Motor racing star David Coulthard helped launch the campaign at the Houses of Parliament.

Carlisle MP Eric Martlew is sponsoring a Bill, which if made law, will require all cyclists aged under 16 to wear a protective helmet.

Olympic medallist cyclist Jason Queally is also backing the move.

The Bill is being introduced in the House of Commons in April.

Coulthard, who is patron of the Bicycle Helmet Initiative Trust, posed with a group of child cyclists at Westminster, having just flown in from Singapore after coming sixth in the Malaysian Grand Prix.

He said: "I encourage all children to wear a cycling helmet for their own safety.

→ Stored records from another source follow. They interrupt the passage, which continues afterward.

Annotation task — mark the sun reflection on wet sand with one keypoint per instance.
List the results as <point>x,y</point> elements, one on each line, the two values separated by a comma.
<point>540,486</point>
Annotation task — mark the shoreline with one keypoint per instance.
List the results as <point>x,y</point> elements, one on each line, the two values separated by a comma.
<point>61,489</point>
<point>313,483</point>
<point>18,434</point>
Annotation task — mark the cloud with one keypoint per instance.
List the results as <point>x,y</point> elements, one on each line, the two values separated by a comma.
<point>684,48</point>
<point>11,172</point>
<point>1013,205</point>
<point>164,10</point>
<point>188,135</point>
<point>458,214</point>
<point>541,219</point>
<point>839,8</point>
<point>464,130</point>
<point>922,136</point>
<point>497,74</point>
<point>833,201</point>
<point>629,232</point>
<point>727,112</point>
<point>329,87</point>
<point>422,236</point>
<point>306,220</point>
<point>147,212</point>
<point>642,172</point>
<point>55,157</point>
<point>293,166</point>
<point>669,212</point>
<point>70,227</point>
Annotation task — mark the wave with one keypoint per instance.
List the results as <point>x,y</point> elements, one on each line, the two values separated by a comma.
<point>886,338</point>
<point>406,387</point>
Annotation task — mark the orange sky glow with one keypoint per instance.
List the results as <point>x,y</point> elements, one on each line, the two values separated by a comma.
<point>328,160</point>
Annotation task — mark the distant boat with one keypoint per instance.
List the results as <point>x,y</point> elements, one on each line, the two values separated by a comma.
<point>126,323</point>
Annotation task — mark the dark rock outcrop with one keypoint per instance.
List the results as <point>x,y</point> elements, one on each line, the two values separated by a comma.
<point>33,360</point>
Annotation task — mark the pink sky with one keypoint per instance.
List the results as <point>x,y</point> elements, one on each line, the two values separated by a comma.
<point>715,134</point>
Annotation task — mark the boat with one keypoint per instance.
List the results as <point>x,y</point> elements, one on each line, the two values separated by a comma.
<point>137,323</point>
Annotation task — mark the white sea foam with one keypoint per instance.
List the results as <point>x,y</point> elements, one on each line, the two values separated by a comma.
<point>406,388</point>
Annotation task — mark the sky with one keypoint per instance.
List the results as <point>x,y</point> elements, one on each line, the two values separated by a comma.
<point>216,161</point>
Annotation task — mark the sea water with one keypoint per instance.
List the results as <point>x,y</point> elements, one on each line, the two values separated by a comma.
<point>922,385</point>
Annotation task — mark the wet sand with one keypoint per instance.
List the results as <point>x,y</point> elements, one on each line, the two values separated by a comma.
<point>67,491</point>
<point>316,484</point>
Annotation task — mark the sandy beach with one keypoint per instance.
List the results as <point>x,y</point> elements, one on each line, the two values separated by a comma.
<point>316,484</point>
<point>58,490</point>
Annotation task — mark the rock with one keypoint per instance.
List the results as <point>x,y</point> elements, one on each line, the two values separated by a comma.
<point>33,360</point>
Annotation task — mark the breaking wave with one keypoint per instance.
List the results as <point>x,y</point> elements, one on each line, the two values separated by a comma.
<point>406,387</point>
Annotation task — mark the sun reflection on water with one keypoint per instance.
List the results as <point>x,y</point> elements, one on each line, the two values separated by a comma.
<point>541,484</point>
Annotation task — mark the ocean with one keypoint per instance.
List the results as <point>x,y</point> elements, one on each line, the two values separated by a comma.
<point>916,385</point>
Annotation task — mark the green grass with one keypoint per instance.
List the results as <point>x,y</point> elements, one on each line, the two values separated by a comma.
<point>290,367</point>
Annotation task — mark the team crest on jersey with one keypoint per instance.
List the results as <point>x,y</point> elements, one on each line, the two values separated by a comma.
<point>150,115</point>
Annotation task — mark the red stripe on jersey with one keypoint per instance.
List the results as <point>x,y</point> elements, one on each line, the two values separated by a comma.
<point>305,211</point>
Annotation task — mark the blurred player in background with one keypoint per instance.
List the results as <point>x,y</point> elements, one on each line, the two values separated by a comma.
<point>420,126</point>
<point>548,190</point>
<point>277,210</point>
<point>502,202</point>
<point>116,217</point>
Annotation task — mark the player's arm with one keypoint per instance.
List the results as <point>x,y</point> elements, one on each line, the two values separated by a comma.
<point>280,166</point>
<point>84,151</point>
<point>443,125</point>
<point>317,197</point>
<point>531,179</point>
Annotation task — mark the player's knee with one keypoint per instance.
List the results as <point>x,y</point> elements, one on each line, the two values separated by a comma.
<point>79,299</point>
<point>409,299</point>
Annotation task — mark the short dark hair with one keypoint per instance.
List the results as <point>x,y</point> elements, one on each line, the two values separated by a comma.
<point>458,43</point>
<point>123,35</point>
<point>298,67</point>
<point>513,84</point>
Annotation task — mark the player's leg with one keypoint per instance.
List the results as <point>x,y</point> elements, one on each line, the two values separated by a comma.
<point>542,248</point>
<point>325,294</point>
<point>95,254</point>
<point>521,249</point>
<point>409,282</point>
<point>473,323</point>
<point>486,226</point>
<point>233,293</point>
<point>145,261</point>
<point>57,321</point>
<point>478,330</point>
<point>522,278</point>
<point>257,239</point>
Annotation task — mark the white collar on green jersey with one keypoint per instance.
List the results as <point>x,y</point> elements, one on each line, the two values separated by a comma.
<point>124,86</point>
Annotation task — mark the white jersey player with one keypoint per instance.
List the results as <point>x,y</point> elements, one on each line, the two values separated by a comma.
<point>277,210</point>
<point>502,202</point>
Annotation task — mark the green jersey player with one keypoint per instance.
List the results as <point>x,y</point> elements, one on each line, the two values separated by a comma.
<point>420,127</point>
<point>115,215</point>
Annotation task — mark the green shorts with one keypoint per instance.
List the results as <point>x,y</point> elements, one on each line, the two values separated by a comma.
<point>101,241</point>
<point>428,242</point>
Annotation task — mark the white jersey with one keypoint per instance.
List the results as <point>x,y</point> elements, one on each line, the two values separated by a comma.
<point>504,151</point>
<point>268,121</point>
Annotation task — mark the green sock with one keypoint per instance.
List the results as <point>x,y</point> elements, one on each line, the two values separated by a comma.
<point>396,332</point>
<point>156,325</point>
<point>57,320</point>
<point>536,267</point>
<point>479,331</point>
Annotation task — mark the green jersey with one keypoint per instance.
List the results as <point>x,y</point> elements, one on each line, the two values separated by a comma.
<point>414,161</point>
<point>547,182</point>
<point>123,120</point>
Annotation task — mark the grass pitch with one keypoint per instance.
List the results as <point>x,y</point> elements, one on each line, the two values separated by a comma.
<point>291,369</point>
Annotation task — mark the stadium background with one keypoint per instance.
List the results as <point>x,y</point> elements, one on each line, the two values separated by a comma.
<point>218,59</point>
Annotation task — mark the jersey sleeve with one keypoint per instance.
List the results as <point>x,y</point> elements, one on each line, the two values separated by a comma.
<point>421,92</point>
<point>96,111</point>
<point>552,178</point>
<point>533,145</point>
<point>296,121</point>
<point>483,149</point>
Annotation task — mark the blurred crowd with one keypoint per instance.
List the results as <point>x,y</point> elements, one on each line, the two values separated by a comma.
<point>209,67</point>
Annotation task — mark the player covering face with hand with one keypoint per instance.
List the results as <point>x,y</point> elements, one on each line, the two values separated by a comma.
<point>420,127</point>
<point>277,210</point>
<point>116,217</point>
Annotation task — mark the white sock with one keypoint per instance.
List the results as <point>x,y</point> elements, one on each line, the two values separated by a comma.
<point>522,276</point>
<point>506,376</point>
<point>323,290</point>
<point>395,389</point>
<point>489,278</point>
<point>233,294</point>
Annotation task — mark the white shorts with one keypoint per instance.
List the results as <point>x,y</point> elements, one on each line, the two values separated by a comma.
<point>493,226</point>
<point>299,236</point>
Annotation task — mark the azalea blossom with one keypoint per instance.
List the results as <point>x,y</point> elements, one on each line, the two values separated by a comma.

"I personally wear a helmet because I am well aware of the risks and how vulnerable the head is.

'Seriously injured'

"Children are not aware of these risks and it's our responsibility to protect them."

Carlisle Labour MP Mr Martlew, who is sponsoring the Protective Headgear for Young Cyclists Bill, was also at the launch.

Statistics show child cyclists are nearly four times more at risk on the roads than adult cyclists.

Child cyclists account for only 6.6% of the total number of cyclists, but annual statistics for 2002 showed that of 133 cyclist deaths, 28 involved children.

Mr Martlew said: "These figures show that we need to act to increase safety for young cyclists."

He said he wanted to see the Bill reduce the number of children killed or seriously injured due to accidents when cycling without protective headgear.

A team from Imperial College London has found that the number of serious head injuries among cyclists of all ages fell as a result of increasing helmet use.